Features in both Sun Grid Engine 6.2 Update 5 and Open Source Grid Engine
F. Slot-wise preemption
D. More efficient and effective preemption
B. Preemption makes users unhappy. Therefore, it must be enforced only when absolutely necessary. The concept of the subordinate queue comes from the times when only one core CPU's were used in clusters. Rather then preempting the entire subordinated queue (Queue-wise subordination), Slot-wise subordination allows preempting individually jobs from a subordinated queue, minimizing the disruption of users work. The ability to more finely enforce subordination policies, results in a more efficient use of resources. It works well in conjunction with Topological Scheduling (see below) and thus contributes to higher throughputs.
F Array job throttling
D. Allow users to prevent large jobs from monopolizing a cluster
B. An SGE Array Job is a task that is to be run multiple times with a single command. This means EXACTLY the same task is going to be run multiple times, usually processing different data segments. The same task processing gets applied on different aspects of a problem. Array Job Throttling allows users to set a self-imposed limit with the maximum number of concurrent running job tasks. The array job may take some tolerable longer time to conclude, but this blocks out less resources for the array jobs and allows other jobs from the same user or other users to run sooner.
F. Topological scheduling
D. Performance optimization for multi-core processors, specifically on Nehalem
B. In the modern multi-core processing, each socket CPU and each core has execution units, cache, memory channels, I/O channels. Under NUMA (Non-Uniform Memory Access) a processor can access its own local memory faster than non-local memory, that is, memory local to another processor or memory shared between processors. Topological Scheduling allows to schedule jobs at core level or CPU level according to its unique needs. The use of Topological Scheduling has resulted in dramatic performance increases when tested at leading EDA customers.

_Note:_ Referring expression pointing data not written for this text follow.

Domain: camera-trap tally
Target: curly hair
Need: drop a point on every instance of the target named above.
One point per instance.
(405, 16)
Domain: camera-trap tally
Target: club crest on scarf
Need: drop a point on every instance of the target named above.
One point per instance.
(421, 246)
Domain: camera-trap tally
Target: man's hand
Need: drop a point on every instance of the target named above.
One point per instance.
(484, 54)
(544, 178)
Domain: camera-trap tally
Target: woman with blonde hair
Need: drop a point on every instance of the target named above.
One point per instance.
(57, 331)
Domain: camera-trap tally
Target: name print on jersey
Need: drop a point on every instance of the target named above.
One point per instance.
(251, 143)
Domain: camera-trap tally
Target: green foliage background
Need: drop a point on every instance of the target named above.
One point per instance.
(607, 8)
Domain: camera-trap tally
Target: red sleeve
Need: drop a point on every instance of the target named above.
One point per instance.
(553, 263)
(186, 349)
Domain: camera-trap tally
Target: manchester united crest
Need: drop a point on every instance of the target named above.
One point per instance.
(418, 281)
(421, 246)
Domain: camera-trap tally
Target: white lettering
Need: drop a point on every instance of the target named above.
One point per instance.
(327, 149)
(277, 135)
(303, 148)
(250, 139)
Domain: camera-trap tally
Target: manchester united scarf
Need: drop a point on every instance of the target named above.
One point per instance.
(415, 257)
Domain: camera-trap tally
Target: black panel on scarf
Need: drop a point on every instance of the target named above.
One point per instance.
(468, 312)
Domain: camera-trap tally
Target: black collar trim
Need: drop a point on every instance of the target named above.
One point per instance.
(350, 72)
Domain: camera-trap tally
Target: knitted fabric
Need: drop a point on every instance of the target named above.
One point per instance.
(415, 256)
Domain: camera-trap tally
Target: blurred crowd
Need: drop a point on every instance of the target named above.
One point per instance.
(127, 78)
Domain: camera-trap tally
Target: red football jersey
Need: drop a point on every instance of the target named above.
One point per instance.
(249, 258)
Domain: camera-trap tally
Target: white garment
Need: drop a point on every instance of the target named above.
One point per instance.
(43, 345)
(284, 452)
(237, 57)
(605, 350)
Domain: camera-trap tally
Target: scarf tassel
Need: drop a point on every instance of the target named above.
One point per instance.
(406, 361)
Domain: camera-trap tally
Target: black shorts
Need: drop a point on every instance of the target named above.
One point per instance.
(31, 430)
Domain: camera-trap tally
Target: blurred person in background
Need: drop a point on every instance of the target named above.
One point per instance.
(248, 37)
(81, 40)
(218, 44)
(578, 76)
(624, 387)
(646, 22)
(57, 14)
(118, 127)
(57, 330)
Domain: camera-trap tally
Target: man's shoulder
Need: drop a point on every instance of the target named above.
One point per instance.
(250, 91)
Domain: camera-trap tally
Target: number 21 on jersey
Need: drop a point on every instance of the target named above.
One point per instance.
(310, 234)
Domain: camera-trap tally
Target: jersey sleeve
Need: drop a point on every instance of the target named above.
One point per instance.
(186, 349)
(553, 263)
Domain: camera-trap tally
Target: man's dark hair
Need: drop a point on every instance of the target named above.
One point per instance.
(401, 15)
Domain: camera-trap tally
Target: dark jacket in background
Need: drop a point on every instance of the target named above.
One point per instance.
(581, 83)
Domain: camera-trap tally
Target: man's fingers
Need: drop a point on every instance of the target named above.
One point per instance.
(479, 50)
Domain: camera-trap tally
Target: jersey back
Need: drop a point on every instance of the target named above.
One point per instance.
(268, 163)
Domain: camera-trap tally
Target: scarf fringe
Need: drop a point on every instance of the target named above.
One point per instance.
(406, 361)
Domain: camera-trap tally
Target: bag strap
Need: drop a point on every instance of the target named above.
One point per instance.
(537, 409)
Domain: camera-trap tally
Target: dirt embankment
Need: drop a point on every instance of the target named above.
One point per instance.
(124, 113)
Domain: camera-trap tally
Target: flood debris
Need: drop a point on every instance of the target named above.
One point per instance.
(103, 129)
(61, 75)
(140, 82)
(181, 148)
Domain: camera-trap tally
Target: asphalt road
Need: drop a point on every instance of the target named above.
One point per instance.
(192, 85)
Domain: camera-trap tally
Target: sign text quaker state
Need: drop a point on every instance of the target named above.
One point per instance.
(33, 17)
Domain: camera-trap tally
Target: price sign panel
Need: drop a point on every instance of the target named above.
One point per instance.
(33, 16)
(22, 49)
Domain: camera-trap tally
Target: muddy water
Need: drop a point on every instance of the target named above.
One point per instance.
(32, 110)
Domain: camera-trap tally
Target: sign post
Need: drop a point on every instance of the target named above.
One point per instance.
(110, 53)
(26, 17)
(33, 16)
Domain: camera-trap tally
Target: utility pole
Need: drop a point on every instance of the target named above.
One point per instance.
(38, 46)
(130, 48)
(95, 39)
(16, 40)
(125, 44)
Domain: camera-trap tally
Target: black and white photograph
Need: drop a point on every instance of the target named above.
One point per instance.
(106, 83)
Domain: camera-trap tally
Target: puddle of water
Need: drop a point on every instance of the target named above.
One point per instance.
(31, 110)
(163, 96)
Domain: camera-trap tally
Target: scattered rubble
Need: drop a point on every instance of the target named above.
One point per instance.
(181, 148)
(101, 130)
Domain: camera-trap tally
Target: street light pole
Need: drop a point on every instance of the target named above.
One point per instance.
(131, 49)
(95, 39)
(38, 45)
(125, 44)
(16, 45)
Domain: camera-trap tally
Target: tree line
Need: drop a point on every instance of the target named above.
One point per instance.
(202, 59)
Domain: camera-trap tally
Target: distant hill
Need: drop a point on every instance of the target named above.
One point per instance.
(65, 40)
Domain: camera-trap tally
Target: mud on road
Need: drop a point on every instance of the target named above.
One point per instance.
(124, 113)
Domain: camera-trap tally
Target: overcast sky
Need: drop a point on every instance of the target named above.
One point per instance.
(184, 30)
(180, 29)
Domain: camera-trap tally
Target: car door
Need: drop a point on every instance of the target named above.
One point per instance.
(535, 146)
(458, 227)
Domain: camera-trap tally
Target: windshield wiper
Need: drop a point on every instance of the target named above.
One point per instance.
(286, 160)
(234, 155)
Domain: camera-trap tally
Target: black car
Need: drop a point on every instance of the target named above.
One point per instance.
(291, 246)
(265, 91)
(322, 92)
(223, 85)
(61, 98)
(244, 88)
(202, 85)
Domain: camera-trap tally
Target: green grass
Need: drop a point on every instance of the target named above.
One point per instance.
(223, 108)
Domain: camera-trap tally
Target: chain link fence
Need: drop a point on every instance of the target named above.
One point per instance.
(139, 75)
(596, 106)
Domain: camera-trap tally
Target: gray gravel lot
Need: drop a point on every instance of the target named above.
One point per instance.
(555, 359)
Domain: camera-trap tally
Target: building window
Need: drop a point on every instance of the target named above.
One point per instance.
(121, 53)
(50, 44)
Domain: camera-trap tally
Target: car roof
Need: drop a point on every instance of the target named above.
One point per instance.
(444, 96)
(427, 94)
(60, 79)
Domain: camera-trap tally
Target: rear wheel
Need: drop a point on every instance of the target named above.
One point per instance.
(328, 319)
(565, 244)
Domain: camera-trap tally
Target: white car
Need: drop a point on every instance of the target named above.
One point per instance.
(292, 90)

Unique Sun Grid Engine 6.2 Update 5 Features
F. Data-aware job scheduling
D. Send work to the data rather than vice versa, because the application performance is tied to data locality Update 5 allows Hadoop (also known as MapReduce) jobs to be run efficiently in an SGE cluster. Update 5 offers the groundwork for a future Oracle Coherence integration.
B. Sun Grid Engine will be making a best effort to schedule jobs to servers with fast data access. It will be made aware of data locality and of data needs of jobs and will place data dependent jobs correspondingly. The rest is then done by the data grid technology being used (Hadoop in Update 5, Oracle Coherence in a future release). These data grid technology usually are able to migrate data where needed. Data-aware scheduling will minimize the need for data migration thus resulting in dramatic throughput improvements.
F. Service Domain Manager Cloud Adapter
D. SDM Cloud adapter will support more use cases, especially if multiple OS versions are needed and thus multiple AMIs need to be managed.
B Increases the number of users who can take advantage of SGE connectivity with AWS EC2.
F. Power Saving
D. A Cloud Service adapter can be configured for power savings, based on SLOs for power savings. New commands such as "showCloudHosts", "startupCloudHosts" and "shutdownCloudHost" can used to create new power saving scripts.
B. Substantial savings in reducing the costs of the utilities bills and the ability of having a Green Data Center.
F. SGE Inspect improvements
D. Will support configuration of Sun Grid Engine Parallel Environments
B. More ease of use when managing parallel processing workloads with Sun Grid Engine.